Vigilance également dans l’utilisation de la technologie moderne. Le smartphone par exemple, grâce aux différents moteurs de recherche sur Internet, peut être utile pour obtenir des éclaircissements sur certaines pathologies. Cela peut aider à comparer et encourager dans les premiers moments de difficulté, à trouver une prière, disent les formateurs. Le cardinal albanais Ernest Simoni, 90 ans, qui a introduit les travaux du cours, s’est déclaré favorable à ce procédé. Il a même avoué que certains prêtres dirigeaient maintenant des prières de libération du rituel d’exorcisme par ce moyen.
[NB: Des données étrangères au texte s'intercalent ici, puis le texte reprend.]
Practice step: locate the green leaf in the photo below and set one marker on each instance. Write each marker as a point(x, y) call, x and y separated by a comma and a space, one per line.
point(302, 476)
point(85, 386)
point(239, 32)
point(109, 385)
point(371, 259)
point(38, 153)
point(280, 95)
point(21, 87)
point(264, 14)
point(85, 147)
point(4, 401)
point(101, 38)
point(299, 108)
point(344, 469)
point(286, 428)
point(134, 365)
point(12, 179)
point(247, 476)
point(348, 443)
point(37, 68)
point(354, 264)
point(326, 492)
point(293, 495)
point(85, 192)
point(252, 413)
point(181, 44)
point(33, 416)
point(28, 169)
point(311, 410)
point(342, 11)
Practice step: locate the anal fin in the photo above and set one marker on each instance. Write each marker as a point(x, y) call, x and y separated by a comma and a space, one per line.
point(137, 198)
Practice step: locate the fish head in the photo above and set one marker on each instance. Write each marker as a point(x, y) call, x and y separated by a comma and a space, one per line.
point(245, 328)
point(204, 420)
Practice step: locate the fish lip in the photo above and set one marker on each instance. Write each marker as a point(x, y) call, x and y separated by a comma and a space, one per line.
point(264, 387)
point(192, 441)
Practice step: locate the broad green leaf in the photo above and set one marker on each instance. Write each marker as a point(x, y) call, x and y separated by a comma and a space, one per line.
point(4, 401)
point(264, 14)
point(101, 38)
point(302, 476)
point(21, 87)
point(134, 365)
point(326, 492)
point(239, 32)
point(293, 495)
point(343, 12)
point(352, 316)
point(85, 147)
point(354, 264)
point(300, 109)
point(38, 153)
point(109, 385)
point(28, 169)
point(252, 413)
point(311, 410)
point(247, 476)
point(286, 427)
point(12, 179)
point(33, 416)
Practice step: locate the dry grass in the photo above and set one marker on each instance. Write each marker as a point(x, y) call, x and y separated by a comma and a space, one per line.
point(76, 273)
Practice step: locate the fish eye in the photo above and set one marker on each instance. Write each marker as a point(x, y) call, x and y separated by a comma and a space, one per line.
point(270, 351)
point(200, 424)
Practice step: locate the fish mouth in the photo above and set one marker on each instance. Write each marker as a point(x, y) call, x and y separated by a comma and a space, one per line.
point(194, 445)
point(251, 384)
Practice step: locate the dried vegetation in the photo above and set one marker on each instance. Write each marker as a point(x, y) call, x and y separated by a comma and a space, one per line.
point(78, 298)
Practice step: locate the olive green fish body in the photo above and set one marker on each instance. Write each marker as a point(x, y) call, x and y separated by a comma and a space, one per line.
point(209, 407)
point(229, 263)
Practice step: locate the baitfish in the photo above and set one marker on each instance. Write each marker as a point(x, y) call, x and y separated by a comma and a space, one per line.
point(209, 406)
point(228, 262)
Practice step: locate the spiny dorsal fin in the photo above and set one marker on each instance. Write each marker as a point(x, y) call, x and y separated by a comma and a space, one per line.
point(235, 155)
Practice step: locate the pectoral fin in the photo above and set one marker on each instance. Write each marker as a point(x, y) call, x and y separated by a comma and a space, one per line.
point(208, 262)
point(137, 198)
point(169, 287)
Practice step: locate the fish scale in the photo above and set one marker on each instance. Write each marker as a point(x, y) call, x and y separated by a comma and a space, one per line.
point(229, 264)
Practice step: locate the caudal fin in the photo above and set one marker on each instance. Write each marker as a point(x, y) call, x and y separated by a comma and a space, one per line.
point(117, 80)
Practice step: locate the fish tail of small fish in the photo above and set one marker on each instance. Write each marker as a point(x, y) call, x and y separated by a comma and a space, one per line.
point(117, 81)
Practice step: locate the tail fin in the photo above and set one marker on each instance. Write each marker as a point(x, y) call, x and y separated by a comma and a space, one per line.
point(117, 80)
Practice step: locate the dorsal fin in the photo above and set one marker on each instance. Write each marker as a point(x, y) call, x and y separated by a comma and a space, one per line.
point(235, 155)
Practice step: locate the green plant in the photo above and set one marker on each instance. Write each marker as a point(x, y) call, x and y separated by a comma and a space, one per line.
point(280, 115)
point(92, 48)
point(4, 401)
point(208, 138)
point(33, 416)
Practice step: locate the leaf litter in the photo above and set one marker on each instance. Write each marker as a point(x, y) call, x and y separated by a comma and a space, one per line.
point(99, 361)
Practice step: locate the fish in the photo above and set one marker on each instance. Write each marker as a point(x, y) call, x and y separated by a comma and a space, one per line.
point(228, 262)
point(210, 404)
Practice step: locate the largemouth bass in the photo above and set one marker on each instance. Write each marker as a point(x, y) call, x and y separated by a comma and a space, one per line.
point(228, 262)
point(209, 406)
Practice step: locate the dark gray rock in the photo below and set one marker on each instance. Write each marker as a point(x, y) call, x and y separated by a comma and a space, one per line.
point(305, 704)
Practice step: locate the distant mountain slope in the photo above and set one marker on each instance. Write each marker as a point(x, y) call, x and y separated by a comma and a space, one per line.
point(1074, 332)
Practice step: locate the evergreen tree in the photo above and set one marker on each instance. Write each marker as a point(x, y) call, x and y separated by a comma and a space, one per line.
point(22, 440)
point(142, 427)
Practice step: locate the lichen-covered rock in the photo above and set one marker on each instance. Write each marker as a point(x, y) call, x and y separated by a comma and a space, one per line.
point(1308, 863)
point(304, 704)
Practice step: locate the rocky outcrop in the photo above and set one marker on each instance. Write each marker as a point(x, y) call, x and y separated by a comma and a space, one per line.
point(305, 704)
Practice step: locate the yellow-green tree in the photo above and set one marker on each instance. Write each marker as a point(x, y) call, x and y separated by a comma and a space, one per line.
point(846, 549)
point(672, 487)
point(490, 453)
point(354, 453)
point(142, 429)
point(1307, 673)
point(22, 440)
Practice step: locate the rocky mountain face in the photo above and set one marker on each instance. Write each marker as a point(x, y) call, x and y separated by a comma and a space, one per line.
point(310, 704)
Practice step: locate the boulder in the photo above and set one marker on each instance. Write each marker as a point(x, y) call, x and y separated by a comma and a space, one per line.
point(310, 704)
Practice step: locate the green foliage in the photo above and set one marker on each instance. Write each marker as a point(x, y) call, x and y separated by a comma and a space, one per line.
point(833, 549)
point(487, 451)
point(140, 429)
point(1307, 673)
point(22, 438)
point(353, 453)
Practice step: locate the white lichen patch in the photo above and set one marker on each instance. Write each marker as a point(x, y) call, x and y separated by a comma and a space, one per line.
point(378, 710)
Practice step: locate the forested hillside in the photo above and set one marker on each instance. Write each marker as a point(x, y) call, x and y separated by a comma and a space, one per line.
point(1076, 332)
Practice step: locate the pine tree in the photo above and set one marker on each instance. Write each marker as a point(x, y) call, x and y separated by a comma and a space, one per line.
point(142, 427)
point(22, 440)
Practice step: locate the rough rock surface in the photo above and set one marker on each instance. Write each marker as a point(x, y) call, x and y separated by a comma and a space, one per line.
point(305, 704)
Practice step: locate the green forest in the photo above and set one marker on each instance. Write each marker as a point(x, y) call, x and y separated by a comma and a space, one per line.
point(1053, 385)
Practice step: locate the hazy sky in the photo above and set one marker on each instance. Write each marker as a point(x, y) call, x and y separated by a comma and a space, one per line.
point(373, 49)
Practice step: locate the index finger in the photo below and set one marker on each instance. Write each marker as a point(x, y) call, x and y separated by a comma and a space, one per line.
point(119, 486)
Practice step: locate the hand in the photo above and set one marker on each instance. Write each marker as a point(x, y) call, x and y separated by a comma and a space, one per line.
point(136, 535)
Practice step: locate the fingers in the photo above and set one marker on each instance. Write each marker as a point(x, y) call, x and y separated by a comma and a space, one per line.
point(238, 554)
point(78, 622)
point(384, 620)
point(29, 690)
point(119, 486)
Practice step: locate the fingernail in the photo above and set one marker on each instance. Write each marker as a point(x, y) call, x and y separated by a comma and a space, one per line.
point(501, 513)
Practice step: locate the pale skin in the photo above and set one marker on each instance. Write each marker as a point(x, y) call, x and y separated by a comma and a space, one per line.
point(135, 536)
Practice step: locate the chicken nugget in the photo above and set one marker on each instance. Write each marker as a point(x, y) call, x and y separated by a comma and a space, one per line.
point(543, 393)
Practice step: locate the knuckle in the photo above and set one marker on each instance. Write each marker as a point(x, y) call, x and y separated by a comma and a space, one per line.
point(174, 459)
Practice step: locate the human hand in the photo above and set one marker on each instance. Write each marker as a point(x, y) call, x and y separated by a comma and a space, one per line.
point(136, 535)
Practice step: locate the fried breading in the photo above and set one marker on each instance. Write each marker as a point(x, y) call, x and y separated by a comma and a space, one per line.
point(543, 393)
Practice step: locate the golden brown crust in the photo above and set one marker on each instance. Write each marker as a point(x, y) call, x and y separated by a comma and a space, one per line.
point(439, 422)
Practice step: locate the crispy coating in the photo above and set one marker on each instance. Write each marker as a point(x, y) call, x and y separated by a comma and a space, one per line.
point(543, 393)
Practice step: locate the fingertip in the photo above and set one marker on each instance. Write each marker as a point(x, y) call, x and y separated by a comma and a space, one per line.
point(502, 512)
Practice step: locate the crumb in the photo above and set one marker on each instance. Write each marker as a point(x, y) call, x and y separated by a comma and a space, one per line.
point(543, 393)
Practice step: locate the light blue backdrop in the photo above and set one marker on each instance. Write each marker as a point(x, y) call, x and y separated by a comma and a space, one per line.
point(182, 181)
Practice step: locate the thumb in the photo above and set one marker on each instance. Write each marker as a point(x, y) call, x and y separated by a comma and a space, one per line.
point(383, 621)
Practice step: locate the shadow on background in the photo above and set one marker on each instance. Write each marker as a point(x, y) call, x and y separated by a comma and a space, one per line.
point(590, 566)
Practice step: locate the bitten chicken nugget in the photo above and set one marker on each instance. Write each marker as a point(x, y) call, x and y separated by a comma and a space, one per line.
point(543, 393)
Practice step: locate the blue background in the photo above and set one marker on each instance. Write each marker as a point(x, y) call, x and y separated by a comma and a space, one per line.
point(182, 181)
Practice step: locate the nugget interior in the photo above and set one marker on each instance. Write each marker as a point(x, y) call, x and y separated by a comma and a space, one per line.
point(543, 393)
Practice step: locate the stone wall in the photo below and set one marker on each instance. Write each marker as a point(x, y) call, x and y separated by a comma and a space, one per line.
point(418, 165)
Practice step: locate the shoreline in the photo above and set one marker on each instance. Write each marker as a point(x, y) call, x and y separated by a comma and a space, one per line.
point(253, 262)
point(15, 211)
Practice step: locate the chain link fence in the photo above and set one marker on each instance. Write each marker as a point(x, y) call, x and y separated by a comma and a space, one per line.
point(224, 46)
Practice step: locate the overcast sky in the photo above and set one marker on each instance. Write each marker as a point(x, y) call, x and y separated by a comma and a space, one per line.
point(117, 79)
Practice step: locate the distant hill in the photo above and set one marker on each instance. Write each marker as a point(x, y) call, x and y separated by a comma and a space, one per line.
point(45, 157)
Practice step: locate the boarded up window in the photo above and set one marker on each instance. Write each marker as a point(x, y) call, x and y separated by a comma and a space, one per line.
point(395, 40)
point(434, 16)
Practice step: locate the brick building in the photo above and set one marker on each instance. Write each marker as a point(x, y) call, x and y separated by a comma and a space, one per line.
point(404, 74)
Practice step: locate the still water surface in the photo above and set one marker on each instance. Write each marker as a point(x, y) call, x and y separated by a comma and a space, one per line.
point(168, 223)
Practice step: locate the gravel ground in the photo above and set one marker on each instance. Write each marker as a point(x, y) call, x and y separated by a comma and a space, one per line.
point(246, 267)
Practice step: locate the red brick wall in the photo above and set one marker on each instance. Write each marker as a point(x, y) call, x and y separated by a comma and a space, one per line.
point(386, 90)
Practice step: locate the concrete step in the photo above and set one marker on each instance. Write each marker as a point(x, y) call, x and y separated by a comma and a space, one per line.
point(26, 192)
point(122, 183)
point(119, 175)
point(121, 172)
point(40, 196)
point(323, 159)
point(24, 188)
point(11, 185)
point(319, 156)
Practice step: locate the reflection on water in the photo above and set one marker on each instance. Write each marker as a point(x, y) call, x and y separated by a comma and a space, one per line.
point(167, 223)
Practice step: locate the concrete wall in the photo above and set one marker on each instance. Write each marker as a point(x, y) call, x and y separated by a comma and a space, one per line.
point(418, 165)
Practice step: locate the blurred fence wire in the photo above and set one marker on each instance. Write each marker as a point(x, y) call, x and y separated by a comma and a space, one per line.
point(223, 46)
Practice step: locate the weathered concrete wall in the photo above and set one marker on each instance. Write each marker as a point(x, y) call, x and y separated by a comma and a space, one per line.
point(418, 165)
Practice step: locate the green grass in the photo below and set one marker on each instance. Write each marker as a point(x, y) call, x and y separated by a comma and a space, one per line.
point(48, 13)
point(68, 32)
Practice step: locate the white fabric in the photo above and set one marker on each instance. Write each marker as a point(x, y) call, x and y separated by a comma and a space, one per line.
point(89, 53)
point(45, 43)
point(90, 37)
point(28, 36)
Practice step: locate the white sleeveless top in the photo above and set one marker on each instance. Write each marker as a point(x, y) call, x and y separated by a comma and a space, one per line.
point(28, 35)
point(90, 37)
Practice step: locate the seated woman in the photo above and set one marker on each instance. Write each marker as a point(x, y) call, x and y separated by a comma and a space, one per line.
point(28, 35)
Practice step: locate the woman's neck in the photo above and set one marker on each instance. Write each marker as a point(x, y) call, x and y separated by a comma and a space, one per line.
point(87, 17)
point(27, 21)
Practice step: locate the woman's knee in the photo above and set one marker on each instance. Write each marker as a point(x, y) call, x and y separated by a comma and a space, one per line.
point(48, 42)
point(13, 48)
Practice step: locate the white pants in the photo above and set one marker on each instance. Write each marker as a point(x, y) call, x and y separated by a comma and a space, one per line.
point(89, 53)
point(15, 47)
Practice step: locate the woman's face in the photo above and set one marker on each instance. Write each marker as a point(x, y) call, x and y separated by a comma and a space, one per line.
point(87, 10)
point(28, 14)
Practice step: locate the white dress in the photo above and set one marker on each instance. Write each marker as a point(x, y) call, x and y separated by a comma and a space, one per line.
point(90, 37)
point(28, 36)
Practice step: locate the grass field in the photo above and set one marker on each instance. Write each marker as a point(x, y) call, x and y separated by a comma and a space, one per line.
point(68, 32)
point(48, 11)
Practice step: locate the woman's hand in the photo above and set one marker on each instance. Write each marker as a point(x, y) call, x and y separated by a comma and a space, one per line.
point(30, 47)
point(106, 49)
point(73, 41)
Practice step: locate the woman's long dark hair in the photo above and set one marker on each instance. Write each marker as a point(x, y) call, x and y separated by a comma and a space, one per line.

Ernest Simoni a pratiqué des exorcismes pendant des années en récitant des prières en latin : « Ils m’appellent et nous parlons et c’est comme ça que je fais », raconte-t-il.

Mais l’utilisation d’Internet est une arme à double tranchant car de nombreux sites font des propositions d’exorcismes, mêlant ésotérisme, supercherie, occultisme, demande d’argent… Cela peut encourager la superstition. Il s’avère d’ailleurs que le diable est une des figures les plus recherchées sur le web. Certains fidèles pensent être l’objet de maléfices ou de malédictions. Alors il est demandé une double vigilance aux nouveaux exorcistes.